Craft brewing has also changed hop production from a food safety perspective. It used to be that hops were added to the boiling part of the beer making process, which essentially pasteurized the hop, but craft brewers also do what’s called dry hopping where they add the hops after the boil, usually in the secondary fermenter,  to get that super hoppy aroma characteristic of an IPA. Adding the hops after the boil means the hops are not pasteurized, so brewers are demanding a much cleaner process of hop production on Coleman’s end to help reduce the risk of infection.
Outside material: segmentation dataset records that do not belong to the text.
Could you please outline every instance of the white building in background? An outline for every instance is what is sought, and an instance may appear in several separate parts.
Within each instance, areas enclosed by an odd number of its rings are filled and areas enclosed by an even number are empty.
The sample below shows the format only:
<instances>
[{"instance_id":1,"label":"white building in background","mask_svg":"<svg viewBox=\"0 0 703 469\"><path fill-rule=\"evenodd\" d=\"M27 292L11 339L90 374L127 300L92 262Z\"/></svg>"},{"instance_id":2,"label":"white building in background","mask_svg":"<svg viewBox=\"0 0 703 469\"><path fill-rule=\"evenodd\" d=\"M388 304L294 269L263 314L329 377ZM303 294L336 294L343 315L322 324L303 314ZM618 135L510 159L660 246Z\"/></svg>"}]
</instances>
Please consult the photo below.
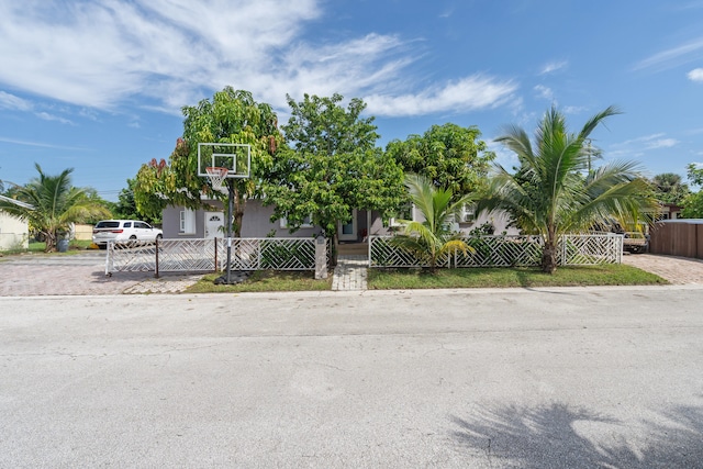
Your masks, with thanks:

Don’t freak out about your IPA, though – like I said, lupulin has antibiotic properties, which is one of the historical reasons hops were added to beer in the first place, so the risk is inherently low.  hops-7Another risk associated with hops is the risk of spontaneous combustion. Not for you, beer drinker, but for the grower and the transporter. Earlier I talked about the target moisture range of nine to ten percent, and part of that is because that prevents the bales of hops from catching on fire. Coleman told me that hop houses and warehouses have burned down in the past because of that, and his cousin just barely saved their own storage warehouse from that same fate. Walking through the warehouse, his cousin smelled something amiss and started feeling the bales until he found a few that were hot to the touch. They pulled them out of the warehouse into the field and sure enough when they slit it with a knife the whole thing went up in flames. The moral of this story is to get a good moisture reading on your hops, like Coleman is doing here. Also, Coleman is paid by the pound, so he wants to make sure that the moisture level is at that top end of the target range – the more moisture they have, the more they weigh, and the more he gets paid. From  here the hops are delivered directly to cold storage and are tested for moisture and leaf and stem content. Smell is of utmost importance, so brewers get a special sample cut out of the bales and sent to them just so they can smell and verify before they put it in their beer.

That’s pretty much everything I learned about hop production. I hope you learned something, too! Now, I need a beer. Cheers.